"Spoiled by Offensive Content"
What You Need To Know:
LITTLE ITALY has an excellent narrative structure, with appealing performances by a great cast. It has many funny and touching moments, and even some positive Christian references promoting family bonds and true love conquering pride. However, the movie contains a light Romantic, antinomian worldview that sometimes values emotions over objective moral standards. It also has lots of gratuitous foul language, some explicit bas-relief sculptures of the Kama Sutra in an Indian restaurant, and many lewd comical innuendoes. Consequently, MOVIEGUIDE® advises extreme caution for LITTLE ITALY.
Content:
More Detail:
In LITTLE ITALY, viewers get a comedic glimpse into the rich tradition of Italian culture – in Toronto, Canada! Sal Angiole and Vince Campo are best friends and owners of Pizza Napoli, a family run restaurant in the heart of their neighborhood, Little Italy. Their restaurant is run on love, passion and pride to make the best pizza. These values are taught to their children and grandchildren, Sal’s daughter Nicki (Emma Roberts) and Vince’s son, Leo (Hayden Christensen.)
Now, years later, both kids have grown. Nikki attends culinary school in London as one of the school’s top students. Her teacher, a female chef (Jane Seymour), is opening a new restaurant, and Nikki is competing for the job. To do so, however, she must return to her hometown, Little Italy, after five years and update her visa.
When she returns to Toronto, she comes face to face with Leo, her love interest since she was a child. She also faces a longtime feud between Vince and Sal, who got into a fight after they won a contest for best pizza in Little Italy years ago.
Nikki and Leo reunite at Luigi’s bar and compete in a soccer game, which helps Nikki return to her roots and reclaim the love lost between them. As Nicki and Leo grow closer, they become more and more fearful to reveal their budding love to their fathers, who will strongly disapprove due to the ongoing feuding.
Meanwhile, Nikki and Leo’s widowed grandparents are secretly seeing one another on the side. Also, Leo’s grandfather wants to propose to Nikki’s grandmother, a churchgoing Catholic who’s not sure she wants to marry at her age.
Will love find a way? Can the two feuding fathers put aside their pride?
LITTLE ITALY has an excellent plot and narrative structure, with appealing performances by a great cast. It has many funny and touching moments. Even better, the Catholic grandmother and other characters make positive references to Christianity and God, and there’s a positive reference to Jesus Christ and original sin. The movie’s Christian references promote family bonds and a premise where love conquers pride.

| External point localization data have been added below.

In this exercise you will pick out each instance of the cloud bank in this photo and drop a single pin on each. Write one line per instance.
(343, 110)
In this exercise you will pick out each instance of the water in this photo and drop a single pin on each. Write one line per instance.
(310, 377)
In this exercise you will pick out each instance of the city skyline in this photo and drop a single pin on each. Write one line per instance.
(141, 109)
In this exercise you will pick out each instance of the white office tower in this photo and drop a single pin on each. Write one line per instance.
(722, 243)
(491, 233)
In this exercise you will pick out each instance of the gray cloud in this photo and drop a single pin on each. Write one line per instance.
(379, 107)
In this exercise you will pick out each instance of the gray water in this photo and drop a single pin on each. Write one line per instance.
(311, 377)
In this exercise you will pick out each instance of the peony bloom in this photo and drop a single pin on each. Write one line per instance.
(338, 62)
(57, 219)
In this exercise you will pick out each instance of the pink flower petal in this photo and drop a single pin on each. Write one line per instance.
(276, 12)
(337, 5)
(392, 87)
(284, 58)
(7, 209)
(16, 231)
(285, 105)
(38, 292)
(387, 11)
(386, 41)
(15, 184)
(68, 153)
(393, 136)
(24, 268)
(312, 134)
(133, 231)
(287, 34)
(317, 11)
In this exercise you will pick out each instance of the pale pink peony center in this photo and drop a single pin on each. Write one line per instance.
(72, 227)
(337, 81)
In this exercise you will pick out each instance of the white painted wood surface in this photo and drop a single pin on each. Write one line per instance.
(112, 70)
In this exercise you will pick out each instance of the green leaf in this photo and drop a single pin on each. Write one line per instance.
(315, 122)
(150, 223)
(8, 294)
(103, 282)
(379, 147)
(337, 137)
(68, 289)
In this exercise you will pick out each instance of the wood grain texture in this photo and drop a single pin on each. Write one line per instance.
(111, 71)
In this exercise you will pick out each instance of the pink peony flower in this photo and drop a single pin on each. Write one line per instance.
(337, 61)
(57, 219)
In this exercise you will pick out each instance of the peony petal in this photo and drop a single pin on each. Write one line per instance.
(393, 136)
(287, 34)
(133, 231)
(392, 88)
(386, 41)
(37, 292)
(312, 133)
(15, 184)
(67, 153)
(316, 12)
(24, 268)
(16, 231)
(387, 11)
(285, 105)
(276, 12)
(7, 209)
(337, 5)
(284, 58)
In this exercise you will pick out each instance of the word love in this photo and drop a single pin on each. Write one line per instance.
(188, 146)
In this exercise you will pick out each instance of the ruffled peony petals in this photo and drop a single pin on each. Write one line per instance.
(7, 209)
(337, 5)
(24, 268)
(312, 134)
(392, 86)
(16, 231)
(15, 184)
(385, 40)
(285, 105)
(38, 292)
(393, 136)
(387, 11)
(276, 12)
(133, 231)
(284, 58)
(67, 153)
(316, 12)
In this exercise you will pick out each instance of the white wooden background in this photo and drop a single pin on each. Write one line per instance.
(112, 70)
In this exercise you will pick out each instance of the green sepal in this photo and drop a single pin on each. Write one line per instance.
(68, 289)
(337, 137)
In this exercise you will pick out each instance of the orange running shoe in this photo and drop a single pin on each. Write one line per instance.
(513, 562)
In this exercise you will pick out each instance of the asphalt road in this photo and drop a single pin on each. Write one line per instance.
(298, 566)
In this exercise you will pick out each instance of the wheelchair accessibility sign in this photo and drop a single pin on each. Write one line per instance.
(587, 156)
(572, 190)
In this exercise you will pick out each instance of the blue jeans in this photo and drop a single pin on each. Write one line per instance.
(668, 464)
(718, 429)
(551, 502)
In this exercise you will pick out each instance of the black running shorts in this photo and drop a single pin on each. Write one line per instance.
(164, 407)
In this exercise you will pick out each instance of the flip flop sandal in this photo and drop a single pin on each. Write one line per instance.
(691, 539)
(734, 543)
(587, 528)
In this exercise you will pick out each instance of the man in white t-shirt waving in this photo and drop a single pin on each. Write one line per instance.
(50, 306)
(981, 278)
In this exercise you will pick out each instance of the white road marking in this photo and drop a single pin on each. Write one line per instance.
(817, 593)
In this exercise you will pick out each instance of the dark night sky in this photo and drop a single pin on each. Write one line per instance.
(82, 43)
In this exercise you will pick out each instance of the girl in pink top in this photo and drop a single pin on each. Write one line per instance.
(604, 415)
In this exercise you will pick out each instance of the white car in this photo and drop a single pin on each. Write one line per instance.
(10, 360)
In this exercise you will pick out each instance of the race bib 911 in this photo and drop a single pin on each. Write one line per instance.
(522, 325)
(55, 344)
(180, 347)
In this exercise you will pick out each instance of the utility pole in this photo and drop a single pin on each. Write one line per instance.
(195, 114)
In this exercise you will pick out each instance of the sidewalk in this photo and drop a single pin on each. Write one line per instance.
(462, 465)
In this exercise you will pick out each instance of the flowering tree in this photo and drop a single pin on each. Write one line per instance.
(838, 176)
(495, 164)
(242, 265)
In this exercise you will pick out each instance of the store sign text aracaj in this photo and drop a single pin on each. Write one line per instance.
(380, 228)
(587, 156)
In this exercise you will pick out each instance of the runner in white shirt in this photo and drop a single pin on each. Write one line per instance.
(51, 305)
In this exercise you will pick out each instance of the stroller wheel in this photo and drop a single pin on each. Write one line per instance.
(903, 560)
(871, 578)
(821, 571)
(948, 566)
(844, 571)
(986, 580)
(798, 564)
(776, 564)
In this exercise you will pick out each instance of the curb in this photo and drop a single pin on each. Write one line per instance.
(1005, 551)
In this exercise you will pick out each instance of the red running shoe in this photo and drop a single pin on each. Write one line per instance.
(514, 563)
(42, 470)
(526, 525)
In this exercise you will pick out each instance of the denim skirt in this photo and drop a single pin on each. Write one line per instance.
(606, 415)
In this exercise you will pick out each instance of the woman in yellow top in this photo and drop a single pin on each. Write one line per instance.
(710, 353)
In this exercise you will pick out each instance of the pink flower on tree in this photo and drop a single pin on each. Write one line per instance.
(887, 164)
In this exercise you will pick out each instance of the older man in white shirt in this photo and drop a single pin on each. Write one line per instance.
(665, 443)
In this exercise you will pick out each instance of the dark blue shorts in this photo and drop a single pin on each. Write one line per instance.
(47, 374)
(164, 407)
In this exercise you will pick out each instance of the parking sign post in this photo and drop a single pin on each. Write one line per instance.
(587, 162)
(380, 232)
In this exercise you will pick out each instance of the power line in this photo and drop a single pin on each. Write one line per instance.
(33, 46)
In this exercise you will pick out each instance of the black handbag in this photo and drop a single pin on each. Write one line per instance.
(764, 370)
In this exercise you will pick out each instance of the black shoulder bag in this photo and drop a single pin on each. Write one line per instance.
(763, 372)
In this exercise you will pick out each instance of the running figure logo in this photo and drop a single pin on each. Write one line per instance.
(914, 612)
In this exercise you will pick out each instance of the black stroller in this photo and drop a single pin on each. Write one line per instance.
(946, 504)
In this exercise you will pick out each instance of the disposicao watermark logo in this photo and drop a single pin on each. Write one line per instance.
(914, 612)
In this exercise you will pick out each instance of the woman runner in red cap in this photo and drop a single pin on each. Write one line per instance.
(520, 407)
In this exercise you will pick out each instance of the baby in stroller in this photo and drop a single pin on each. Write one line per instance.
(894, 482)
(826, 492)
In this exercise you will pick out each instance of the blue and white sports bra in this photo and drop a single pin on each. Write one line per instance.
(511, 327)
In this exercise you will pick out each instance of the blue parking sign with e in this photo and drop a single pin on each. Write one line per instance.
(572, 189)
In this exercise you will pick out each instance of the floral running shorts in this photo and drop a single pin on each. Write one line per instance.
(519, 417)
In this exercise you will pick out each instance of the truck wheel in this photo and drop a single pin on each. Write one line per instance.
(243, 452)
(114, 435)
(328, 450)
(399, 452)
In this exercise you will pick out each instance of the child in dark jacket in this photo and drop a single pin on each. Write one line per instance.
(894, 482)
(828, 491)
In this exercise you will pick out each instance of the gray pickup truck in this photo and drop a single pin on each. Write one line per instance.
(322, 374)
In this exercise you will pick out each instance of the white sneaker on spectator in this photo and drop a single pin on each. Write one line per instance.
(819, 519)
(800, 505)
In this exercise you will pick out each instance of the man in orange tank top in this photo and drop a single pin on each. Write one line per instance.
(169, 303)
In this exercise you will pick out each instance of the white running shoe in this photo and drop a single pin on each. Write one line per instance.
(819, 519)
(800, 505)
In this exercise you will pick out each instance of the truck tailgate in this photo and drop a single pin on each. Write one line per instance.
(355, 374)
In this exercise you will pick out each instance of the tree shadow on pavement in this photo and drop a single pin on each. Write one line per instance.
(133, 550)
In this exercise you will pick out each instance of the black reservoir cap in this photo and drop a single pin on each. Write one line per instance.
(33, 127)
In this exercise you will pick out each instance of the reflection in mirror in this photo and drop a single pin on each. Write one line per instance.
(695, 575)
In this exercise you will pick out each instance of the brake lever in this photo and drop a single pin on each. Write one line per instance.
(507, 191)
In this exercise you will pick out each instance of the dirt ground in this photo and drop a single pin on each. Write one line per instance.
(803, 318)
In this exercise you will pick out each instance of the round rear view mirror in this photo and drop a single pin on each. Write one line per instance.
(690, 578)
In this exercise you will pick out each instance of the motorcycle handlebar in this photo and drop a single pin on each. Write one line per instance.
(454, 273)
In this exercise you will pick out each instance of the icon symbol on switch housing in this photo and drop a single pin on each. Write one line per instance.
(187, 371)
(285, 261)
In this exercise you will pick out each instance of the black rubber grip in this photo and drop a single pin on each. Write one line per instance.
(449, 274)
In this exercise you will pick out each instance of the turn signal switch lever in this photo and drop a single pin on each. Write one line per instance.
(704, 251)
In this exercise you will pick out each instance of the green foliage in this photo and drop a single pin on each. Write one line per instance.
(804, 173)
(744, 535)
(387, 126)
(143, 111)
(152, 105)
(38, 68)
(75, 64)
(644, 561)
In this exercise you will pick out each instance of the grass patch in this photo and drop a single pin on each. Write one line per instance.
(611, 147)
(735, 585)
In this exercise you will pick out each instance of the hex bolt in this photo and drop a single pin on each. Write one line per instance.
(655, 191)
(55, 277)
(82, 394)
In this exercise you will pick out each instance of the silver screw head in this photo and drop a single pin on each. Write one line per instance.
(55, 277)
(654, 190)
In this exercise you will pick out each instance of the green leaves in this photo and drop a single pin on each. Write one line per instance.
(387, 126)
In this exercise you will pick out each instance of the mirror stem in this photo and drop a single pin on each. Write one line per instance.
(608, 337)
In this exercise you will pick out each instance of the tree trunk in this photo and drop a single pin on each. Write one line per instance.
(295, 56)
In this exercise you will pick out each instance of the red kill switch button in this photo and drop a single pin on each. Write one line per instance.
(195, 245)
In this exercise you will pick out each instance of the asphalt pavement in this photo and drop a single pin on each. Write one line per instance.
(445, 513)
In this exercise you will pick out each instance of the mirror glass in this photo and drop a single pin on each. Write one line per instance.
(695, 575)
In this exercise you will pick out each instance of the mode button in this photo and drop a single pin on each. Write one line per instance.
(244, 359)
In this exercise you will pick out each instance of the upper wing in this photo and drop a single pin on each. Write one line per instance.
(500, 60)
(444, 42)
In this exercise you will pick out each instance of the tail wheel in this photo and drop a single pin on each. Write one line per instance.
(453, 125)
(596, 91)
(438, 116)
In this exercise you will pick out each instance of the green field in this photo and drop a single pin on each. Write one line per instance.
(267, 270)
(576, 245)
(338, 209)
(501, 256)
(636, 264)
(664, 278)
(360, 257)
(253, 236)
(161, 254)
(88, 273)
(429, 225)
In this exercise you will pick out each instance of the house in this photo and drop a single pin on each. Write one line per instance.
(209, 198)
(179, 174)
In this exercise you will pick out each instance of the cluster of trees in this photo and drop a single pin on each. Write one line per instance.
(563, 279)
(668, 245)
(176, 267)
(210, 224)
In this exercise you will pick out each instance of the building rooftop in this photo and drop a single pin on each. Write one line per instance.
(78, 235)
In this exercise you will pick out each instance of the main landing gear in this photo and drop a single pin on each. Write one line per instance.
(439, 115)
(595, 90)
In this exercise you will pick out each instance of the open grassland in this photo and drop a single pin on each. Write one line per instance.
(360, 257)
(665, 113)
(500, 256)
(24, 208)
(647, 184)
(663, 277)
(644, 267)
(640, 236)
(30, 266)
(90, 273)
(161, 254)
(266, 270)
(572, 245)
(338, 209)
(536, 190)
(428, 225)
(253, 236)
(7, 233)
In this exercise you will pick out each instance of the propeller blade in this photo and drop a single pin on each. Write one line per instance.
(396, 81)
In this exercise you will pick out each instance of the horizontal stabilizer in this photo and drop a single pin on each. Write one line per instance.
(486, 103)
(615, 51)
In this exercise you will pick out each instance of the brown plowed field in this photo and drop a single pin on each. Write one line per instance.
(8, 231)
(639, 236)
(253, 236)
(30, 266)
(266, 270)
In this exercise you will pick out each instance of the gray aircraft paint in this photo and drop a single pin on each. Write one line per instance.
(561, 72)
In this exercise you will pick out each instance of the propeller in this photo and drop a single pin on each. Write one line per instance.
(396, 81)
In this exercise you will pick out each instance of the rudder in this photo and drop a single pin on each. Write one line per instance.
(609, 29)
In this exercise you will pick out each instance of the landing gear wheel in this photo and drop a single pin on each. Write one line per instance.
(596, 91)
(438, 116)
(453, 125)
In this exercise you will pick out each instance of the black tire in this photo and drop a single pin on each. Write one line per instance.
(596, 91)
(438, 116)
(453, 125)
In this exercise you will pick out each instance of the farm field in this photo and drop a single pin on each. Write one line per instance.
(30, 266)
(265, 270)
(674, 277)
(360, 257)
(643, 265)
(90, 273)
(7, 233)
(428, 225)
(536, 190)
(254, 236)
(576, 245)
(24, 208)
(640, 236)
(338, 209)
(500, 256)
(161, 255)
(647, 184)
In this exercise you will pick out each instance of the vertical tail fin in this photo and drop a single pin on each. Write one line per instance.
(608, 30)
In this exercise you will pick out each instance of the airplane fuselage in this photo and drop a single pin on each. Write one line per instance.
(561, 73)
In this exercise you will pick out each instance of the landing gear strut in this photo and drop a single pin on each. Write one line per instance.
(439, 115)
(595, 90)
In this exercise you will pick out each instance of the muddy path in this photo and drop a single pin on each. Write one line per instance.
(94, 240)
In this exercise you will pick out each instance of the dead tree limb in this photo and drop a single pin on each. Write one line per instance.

However, the movie has a light Romantic, antinomian worldview that values emotions over objective moral standards in several important scenes. There’s also a scene with an altar to the Virgin Mary instead of Jesus Christ. In addition, the movie contains a gratuitous amount of foul language and lewd innuendoes and double-entendres, including more than a dozen light profanities. Also, a supporting character who only appears in a few scenes discusses his homosexual inclinations and finds a romantic interest at the end. Finally, one scene involves a visit to an Indian restaurant with a lot of fairly explicit bas-relief sculptures on its walls of people engaged in nude clinches and orgies from the Kama Sutra, a Hindu cult promoting sexual immorality and perversion. Two scenes of implied fornication add to all these problems.
Consequently, MOVIEGUIDE® advises extreme caution for LITTLE ITALY despite the positive Christian, moral elements and uplifting, satisfying ending.